Why Breaking Bad's Finale Was Perfect
There was never any doubt that Breaking Bad cared about its viewers. The show's most impressive feat to me was its devotion to clarity, no matter how complicated its character dynamics or intricate its plot developments. Breaking Bad explained everything and then re-explained it. Jumps in logic were extremely rare and when they were employed—Jesse's a-ha ricin moment from earlier this season, in which he deduced way too much given way too little information, and wielded his hunch like a weapon—they sent the plot forward with too much velocity to upset anyone but nitpickers.
The show was so satisfying, at least to me, because it played like a system of rewards. It would introduce a character or concept, allow you to engage and wonder, and then, just as you were getting to the point of Wait, what?: It delivered. Take Walt's initially mystifying pay-phone conversation from last night's Breaking Bad series finale, in which he impersonates a New York Times reporter in order to track down Gretchen and Elliott Schwartz, his former partners at Gray Matter. Walt's ensuing break-in, while Gretchen and Elliott putter around their mansion oblivious to the invasion, is so calm and casual—the resulting suspense fucked with us the audience and only us. (And how about the eventual reveal that Walt's intentions are not to murder Gretchen and Elliott, but to rope them into distributing his remaining fortune to his children? That show could play with me all night long if it wanted to.)
Another example: Walt's final meeting with Skyler, preceded by a phone call from her sister Marie, who informs her Walter is in town, that he could be coming for her at any moment. Skyler hangs up, the camera deliberately pulls forward and reveals Walt, who'd been standing in the kitchen the whole time, previously obscured from our vision by a support column.
Breaking Bad made disclosure into a game in which viewers always felt like we were winning. The hang time between introduction and revelation is what we reveled in, and it was complicated further by characters' participation in the game too, their worlds circumscribed by their own knowledge, ignorance, and willful suspension of disbelief in any given situation. This was not simply in a scene-to-scene way, but in the structure of the entire series. From Walt's introduction to the meth trade in the pilot episode, his frequently repeated motivation—his risky behavior was all for his family—was dubious. The show allowed us to draw our own conclusions, to fill the small open space in Walt's motivation and transformation from hero to anti-hero, from mild-mannered high school teacher to Heisenberg. And then, considerately and perfectly, Walt fills out his own understanding of himself: "I did it for me," he tells Skyler, in a moment of ultimate revelation. "I liked it. I was good at it, and I was really... I was alive."

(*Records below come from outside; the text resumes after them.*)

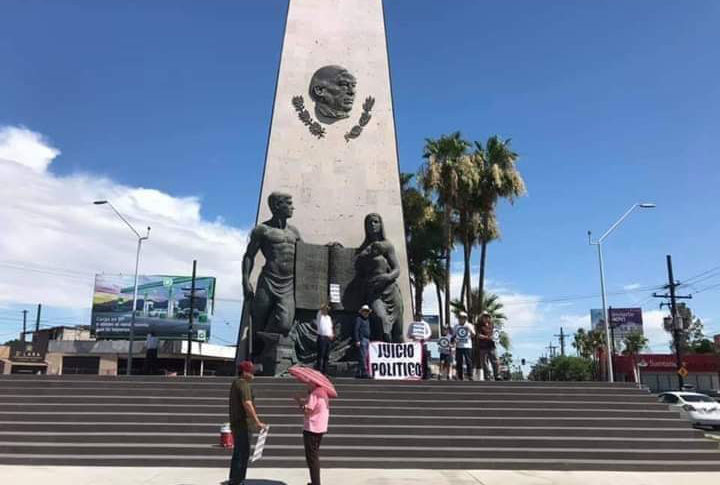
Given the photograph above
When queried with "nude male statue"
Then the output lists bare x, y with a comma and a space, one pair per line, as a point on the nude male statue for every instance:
273, 303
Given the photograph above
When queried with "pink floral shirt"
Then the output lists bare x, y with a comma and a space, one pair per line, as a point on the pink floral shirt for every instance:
317, 411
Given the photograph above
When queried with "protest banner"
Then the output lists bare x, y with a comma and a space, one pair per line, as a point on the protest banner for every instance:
260, 444
395, 361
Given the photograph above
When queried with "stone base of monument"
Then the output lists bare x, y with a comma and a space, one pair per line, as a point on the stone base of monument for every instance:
278, 353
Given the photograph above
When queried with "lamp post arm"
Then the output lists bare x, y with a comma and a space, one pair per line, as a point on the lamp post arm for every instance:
125, 220
619, 221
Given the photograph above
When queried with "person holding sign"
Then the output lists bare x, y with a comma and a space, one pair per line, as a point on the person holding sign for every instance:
462, 335
316, 408
486, 348
326, 335
419, 331
243, 419
445, 349
361, 336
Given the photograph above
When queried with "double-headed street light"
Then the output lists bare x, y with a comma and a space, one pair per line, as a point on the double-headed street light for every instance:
598, 243
131, 337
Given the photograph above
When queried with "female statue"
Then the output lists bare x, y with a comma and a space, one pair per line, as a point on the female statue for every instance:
377, 268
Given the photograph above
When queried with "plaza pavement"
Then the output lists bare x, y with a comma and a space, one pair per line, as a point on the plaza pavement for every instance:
32, 475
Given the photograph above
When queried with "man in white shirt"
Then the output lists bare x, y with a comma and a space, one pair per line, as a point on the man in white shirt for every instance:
463, 334
151, 345
420, 331
326, 335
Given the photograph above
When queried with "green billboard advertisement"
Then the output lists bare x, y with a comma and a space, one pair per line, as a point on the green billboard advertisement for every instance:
163, 306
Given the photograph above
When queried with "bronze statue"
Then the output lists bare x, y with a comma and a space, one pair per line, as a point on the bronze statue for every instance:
273, 303
377, 268
333, 90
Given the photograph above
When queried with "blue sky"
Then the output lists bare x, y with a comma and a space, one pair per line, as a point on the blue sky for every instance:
607, 103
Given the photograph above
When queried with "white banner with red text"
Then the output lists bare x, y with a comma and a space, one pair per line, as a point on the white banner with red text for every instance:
392, 361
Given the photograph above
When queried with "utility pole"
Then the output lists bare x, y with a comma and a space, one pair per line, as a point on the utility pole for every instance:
677, 325
562, 337
552, 349
22, 336
188, 356
37, 318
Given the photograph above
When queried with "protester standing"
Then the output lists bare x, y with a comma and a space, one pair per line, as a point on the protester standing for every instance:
361, 336
487, 348
326, 334
419, 331
445, 349
316, 408
462, 335
151, 345
243, 420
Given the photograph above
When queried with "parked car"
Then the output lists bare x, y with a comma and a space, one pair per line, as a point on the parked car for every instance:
701, 410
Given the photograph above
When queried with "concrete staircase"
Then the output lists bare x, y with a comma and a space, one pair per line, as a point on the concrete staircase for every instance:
154, 421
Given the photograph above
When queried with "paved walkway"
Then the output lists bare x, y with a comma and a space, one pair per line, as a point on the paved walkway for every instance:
30, 475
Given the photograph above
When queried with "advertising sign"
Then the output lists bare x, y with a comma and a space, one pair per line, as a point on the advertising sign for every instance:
395, 361
163, 307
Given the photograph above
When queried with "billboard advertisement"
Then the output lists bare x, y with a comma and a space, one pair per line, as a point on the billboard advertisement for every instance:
622, 322
163, 306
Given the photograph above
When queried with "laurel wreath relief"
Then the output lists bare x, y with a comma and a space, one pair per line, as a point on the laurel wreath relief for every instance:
316, 128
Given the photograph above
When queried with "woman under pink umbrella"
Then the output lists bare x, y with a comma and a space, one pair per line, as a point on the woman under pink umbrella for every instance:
316, 408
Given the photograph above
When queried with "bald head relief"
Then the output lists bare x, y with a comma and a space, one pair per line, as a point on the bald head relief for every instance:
333, 90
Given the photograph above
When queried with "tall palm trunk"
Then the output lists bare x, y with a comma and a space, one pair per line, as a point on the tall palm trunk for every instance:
441, 318
481, 277
448, 244
467, 253
419, 287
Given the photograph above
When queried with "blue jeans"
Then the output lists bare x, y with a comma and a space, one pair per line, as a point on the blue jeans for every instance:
323, 347
241, 455
363, 348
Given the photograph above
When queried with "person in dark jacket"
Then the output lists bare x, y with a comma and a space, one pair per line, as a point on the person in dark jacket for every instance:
361, 336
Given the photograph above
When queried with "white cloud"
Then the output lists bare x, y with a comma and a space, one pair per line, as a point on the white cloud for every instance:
25, 147
54, 239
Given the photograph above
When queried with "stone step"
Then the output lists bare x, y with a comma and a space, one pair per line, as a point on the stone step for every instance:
222, 401
294, 437
499, 429
450, 463
222, 410
528, 419
388, 394
367, 451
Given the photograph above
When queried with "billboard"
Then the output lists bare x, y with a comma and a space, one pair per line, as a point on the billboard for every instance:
623, 321
163, 306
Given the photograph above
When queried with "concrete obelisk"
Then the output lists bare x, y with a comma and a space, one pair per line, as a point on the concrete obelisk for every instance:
332, 143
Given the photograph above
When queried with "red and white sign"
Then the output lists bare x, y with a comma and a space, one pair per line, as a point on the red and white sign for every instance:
391, 361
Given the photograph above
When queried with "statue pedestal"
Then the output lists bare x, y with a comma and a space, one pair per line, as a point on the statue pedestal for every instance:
277, 355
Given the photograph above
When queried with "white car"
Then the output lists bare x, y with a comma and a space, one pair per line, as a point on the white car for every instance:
699, 409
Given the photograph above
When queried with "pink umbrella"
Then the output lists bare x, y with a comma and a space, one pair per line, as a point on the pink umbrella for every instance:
306, 375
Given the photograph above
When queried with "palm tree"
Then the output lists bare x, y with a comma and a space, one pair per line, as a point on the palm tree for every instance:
423, 230
493, 306
439, 176
499, 179
633, 344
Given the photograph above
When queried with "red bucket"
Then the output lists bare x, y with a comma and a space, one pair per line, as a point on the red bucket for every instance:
226, 438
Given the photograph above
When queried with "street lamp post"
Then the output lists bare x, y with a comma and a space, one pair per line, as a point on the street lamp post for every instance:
131, 337
598, 243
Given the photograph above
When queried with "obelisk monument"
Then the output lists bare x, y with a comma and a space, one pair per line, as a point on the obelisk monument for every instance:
332, 144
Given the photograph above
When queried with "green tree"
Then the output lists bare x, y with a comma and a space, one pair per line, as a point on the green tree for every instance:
493, 306
440, 176
562, 368
633, 344
499, 178
423, 233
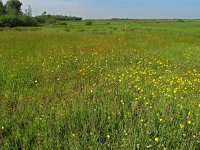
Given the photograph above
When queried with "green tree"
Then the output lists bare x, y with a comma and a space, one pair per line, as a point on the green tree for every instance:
2, 9
13, 7
28, 11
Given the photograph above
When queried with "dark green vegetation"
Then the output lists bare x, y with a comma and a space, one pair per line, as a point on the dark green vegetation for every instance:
11, 15
112, 85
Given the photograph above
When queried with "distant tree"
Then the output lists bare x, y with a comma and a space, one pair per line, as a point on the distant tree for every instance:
28, 11
44, 13
13, 7
2, 9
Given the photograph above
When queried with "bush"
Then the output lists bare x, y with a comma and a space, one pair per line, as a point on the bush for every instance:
88, 23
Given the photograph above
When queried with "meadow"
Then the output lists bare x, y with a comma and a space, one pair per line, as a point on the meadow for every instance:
111, 85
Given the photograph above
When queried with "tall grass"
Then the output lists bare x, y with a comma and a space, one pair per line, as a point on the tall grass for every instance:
80, 90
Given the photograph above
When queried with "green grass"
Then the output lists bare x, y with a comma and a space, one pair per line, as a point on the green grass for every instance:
107, 86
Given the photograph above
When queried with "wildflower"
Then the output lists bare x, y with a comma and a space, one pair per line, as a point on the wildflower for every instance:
181, 126
156, 139
189, 122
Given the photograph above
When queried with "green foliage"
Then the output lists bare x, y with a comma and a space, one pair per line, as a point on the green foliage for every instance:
180, 20
14, 21
88, 23
77, 90
13, 7
2, 9
54, 18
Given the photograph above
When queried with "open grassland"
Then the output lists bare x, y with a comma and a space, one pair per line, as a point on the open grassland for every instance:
112, 85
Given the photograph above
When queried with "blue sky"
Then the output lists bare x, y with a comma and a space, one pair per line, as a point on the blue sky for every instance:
117, 8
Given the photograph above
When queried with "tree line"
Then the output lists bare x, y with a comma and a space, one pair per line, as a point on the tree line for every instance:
11, 15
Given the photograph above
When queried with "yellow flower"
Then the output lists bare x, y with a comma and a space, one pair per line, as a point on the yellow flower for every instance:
156, 139
189, 122
181, 126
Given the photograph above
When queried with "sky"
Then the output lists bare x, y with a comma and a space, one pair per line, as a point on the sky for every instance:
105, 9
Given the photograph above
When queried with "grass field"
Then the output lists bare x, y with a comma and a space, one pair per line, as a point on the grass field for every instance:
112, 85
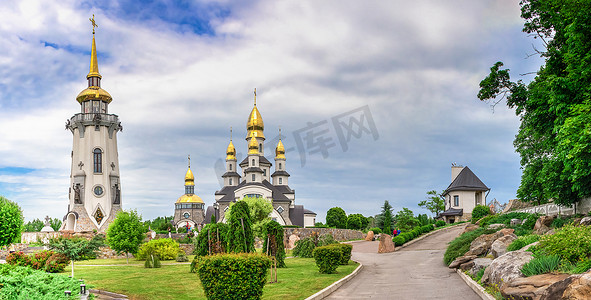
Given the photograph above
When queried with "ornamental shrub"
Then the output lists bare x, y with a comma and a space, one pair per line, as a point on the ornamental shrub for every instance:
376, 230
570, 243
479, 211
207, 240
327, 258
233, 276
523, 241
274, 230
165, 249
304, 248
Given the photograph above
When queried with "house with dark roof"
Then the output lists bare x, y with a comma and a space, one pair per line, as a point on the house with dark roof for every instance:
256, 180
464, 192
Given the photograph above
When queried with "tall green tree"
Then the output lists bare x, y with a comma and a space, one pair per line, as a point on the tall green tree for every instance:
435, 202
240, 235
11, 222
126, 232
555, 133
336, 217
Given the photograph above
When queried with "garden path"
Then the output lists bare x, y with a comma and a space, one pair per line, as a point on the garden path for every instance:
413, 272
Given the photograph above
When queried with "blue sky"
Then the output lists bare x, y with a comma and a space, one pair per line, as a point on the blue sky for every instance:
182, 73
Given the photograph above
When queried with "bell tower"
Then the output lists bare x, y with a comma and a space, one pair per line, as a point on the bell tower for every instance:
95, 188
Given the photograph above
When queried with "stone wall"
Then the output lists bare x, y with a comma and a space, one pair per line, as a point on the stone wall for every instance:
291, 235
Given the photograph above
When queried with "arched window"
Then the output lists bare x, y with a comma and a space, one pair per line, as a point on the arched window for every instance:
98, 160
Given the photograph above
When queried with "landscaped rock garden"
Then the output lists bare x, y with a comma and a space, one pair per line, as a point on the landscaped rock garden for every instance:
526, 256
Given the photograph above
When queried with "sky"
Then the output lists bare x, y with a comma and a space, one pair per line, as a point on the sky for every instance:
375, 99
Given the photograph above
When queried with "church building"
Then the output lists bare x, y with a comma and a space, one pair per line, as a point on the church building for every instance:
95, 189
254, 179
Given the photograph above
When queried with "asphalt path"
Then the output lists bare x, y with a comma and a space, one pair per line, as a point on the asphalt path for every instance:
413, 272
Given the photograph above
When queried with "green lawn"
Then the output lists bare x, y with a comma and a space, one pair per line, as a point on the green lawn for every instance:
298, 281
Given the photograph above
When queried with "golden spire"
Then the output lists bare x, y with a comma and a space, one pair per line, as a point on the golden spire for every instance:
255, 125
280, 150
231, 150
189, 178
93, 59
253, 147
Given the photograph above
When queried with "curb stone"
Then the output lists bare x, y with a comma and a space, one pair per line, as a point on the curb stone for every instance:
331, 288
477, 288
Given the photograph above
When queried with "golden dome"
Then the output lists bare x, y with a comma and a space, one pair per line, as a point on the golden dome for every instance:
255, 125
231, 152
94, 93
280, 151
189, 178
253, 146
192, 198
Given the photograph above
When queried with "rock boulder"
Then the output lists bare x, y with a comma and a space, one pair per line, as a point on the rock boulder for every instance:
386, 245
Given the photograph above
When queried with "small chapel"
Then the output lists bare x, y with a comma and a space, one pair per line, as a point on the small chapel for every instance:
254, 179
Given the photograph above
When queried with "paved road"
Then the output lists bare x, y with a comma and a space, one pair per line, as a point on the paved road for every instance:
414, 272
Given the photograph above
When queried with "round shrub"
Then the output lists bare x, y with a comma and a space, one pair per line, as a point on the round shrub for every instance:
570, 242
165, 249
479, 211
233, 276
327, 258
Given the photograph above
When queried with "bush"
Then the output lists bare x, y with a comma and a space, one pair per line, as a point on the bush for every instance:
523, 241
376, 230
165, 249
208, 239
460, 245
570, 243
327, 258
479, 211
273, 230
233, 276
304, 248
541, 265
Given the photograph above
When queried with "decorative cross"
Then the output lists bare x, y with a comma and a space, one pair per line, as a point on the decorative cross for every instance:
93, 23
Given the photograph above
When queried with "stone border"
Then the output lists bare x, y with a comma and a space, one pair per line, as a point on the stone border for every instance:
477, 288
331, 288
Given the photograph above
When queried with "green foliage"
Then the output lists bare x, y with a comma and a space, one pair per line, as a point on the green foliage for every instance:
33, 226
336, 217
434, 203
479, 211
541, 265
523, 241
240, 235
356, 221
212, 239
25, 283
460, 245
11, 222
274, 232
165, 249
405, 220
376, 230
327, 258
233, 276
570, 243
554, 139
126, 232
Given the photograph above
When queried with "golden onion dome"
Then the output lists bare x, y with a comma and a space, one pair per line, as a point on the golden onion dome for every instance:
253, 146
94, 93
231, 152
255, 125
189, 178
192, 198
280, 151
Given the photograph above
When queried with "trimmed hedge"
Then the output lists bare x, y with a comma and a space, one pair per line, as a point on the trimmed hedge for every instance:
327, 258
233, 276
166, 249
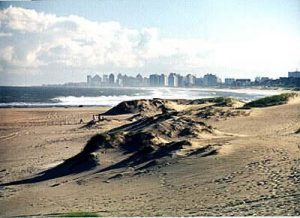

No one gets to write his own obituary, but in taking control and revising his life—an existence eaten by cancer, already down and out after a near miss at entrepreneurial glory—Walter White came as close as a man can get to doing so. The tagline on posters advertising this final batch of Season 5 episodes was: "Remember my name." That kind of egocentrism is fuel for success and ruin. The two existed simultaneously for Walter White. As much as Breaking Bad was the story about a man's death—and thank god it turned out to be that story via its definitive, satisfying ending (not that I'd expect less)—it was also one of rebirth. Nothing exists in a vacuum: Walter's selfishness affected everyone close to him, and his generosity was ultimately self-serving. He was a bad man who was attracted to innocence, which is why the only moments of pure joy we saw him experience were spent with his baby Holly (and also, I'd argue, why he saved his basically incompetent and certainly dependent beta counterpart, Jesse).
In the finale, Walt employs Jesse's cohorts Badger and Skinny Pete to help scare Gretchen and Elliott into delivering Walter's money to his son. The pair then shares an exchange that's the most overt shout out to fans in Breaking Bad history:
Badger: I don't know how to feel about all this.
Skinny Pete: For real, yo; the whole thing felt shady morality-wise.
They feel us. This chamber has an echo.
The finale was tidy, maybe overly so for a show about a man who made a mess of his life. Few questions were left unanswered—the Times points out that we never really got to the bottom of Walt's departure from Gray Matter, and there was the curious removal of his watch after the aforementioned pay-phone call. (Later, on the post-show Talking Bad, creator Vince Gilligan explained that this was a matter of keeping continuity with the flash-forward that we saw at the beginning of the season, but also provided a more interpretive explanation about Walter's time being up.) But really, except for henchman Huell (who trended on Twitter last night as a result of being absent from the finale), all T's were crossed, all I's dotted as they always were.
Walter's ending was a happy one, or as happy as one could be engineered from the ruins of his life: He put a plan in place to ensure his kids would get his fortune (thus his meth-making was not in vain), he effectively destroyed the arm of the meth industry he built up, he got to be a hero to Jesse, and he died without suffering, beating his cancer once and for all. Walter got off easily, yes, but in receiving a definitive ending that is both thoughtful and morally straightforward, so did we. Walter's destruction was not for nothing. We won't have to argue and debate this to death a la The Sopranos. Breaking Bad did most of the work for us, as usual.